Pollutants and Classification of Pollutants

by Bhanubhakta Adhikari | 03-10-2018 18:44 recommendations 0

POLLUTANT

Any substance, as certain chemicals or waste products, that renders the air, soil, water, or other natural resource harmful or unsuitable for a specific purpose. Something that pollutes the environment are pollutants. Pollutants are what pollute the environment while pollution is the outcome of that pollutant.  A pollutant is a substance or energy introduced into the environment that has undesired effects, or adversely affects the usefulness of a resource. They come in gaseous, solid or liquid form. The substances that actually cause pollution are called the pollutants.

CLASSIFICATION OF POLLUTANT

A. Based on degradation

a. Biodegradable pollutants: Biodegradable pollutants get broken down under natural conditions due to the action of micro-organisms. Therefore they are considerably less harmful. They behave as pollutants only in very large quantities. Example: excreta, sewage, etc.

b. Non-biodegradable pollutants: Cannot be broken down under natural conditions by the action of micro-organisms or they take an extremely long time to be broken down. Example: Common plastics, DDT, metal wastes such as lead, mercury, arsenic, etc.

B. Based on absorption capacity of Environment

a. Stock pollutants: Pollutants that the environment has little or no absorptive capacity is called stock pollutants (eg. persistent synthetic chemicals, non-biodegradable plastics, and heavy metals).

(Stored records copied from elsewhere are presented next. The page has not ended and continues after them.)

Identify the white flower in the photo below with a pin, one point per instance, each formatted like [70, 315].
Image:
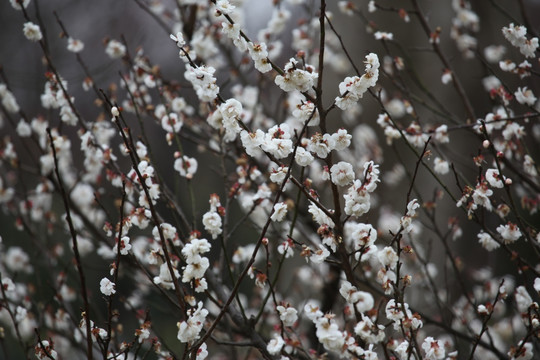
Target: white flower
[125, 246]
[357, 199]
[115, 49]
[321, 144]
[440, 166]
[528, 48]
[525, 96]
[365, 301]
[165, 279]
[275, 345]
[509, 232]
[434, 349]
[287, 314]
[278, 175]
[212, 223]
[277, 141]
[75, 45]
[537, 285]
[23, 129]
[494, 53]
[295, 78]
[195, 269]
[195, 247]
[319, 216]
[312, 311]
[329, 335]
[341, 139]
[171, 123]
[178, 39]
[388, 257]
[303, 157]
[362, 236]
[224, 6]
[186, 166]
[351, 89]
[318, 256]
[381, 35]
[203, 81]
[18, 4]
[32, 31]
[190, 329]
[342, 173]
[280, 210]
[106, 287]
[481, 195]
[493, 178]
[487, 241]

Stock pollutants accumulate in the environment over time. The damage they cause increases as more pollutant is emitted, and persists as the pollutant accumulates. Stock pollutants can create a burdon for future generations by passing on damage that persists well after the benefits received from incurring that damage have been forgotten.

b. Fund pollutants:

Fund pollutants are those for which the environment has some absorptive capacity. Fund pollutants do not accumulate in the environment unless the emission rate exceeds the receiving environment's absorptive capacity (eg. carbon dioxide, which is absorbed by plants and oceans). Fund pollutants are not destroyed, but rather converted into less harmful substances, or diluted/dispersed to non-harmful concentrations.